O presidente Luiz Inácio Lula da Silva (PT), candidato à reeleição, descartou nesta quinta-feira (27) a possibilidade de privatizar os Correios e afirmou que pretende recuperar a estatal, que acumula quatro anos seguidos de prejuízo. Em entrevista à Globo, Lula também disse que a dívida pública brasileira, que superou 80% do Produto Interno Bruto (PIB), não o preocupa e defendeu que o crescimento da economia ajudará a reduzir o peso do endividamento.
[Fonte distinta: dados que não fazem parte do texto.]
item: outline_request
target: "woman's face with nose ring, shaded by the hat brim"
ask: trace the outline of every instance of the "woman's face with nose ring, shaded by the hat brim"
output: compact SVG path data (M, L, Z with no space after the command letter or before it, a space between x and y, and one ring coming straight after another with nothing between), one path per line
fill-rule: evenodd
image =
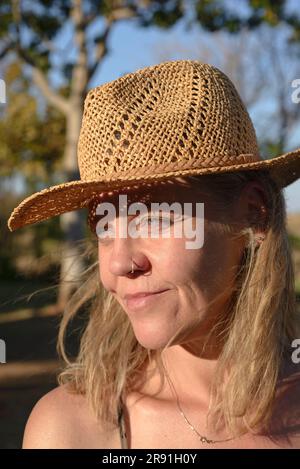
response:
M111 201L117 209L118 196L106 201ZM122 238L118 226L124 216L117 210L116 218L108 226L111 236L106 240L98 238L101 281L124 308L142 346L163 347L179 328L182 331L176 344L192 338L202 340L225 310L230 298L228 288L233 285L242 246L229 234L218 233L215 229L226 218L220 217L219 212L216 214L212 200L204 192L196 193L195 189L185 185L167 184L153 188L151 192L149 189L145 193L142 190L132 194L127 192L128 207L135 201L178 202L184 215L183 204L192 204L193 212L190 216L187 214L186 219L191 221L192 218L193 226L198 226L198 230L196 202L204 203L203 245L190 248L184 234L174 236L175 225L183 226L184 223L180 214L175 215L170 236L163 238L165 223L173 219L166 211L161 213L162 222L157 214L153 214L149 223L145 222L147 217L141 221L139 228L144 235L147 231L148 237L133 238L128 234ZM131 220L134 215L128 216L128 222ZM159 237L150 236L149 225L156 228ZM130 273L131 259L134 260L134 273ZM140 292L161 293L126 299L126 295ZM208 307L213 299L216 302Z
Durante a conversa, o presidente abordou a crise das estatais e, em particular, a situação dos Correios, que registraram um rombo histórico de R$ 15 bilhões nos últimos quatro anos. Lula afirmou que as dificuldades da empresa não são recentes e rejeitou qualquer plano de venda. “Desde 85 o Correio brasileiro vive em crise e alguém quer privatizar os Correios”, disse, em tom crítico a propostas de desestatização.
Recuperação e serviços
Lula garantiu que, se reeleito, vai tirar a estatal do déficit. “Não considero vender os Correios, não considero. Quero recuperar os Correios, sabe? E para ele prestar serviço de qualidade ao povo brasileiro. E ele pode fazer”, declarou. Para o presidente, a empresa tem importância estratégica por estar presente em todos os municípios do país, mas reconheceu que não acompanhou as mudanças no mercado de entregas e o avanço de concorrentes. “Obviamente que os Correios são vítimas de uma crise, que ele não se adaptou a um novo tempo. Não se adaptou, surgiu muita empresa de fazer entrega e o Correio ficou na mesmice.”
Segundo Lula, a estatal está sob nova administração, com a missão de “fazer o enxugamento que for necessário”. Ele também não descartou parcerias com empresas brasileiras ou estrangeiras para ampliar os serviços. “A gente quer um Correio prestando serviços junto com qualquer outra empresa.”
Dívida pública em debate
Na entrevista, o presidente minimizou o crescimento da dívida pública, que superou 80% do PIB durante seu terceiro mandato. Ele atribuiu o aumento à taxa de juros de 14% ao ano e ao déficit fiscal de 2,8%, que, segundo ele, foi “herdado” do governo de Jair Bolsonaro (PL). Lula argumentou que o crescimento do PIB, acima de 2% ao ano, é parte da solução para reduzir o peso do endividamento, comparando a situação brasileira à de outras economias. “Na medida que você começa a crescer a economia, a dívida começa a cair em relação ao PIB. 80% de dívida, em um país, não”, afirmou, sem concluir a frase.
O cenário coloca em evidência o debate sobre o papel do Estado na economia e a sustentabilidade fiscal, temas centrais na corrida eleitoral de 2026. Enquanto aliados defendem a manutenção de investimentos públicos, críticos apontam riscos de descontrole das contas. A fala de Lula ocorre em meio a um contexto de recuperação econômica gradual, mas com desafios como a inflação e o alto custo do crédito.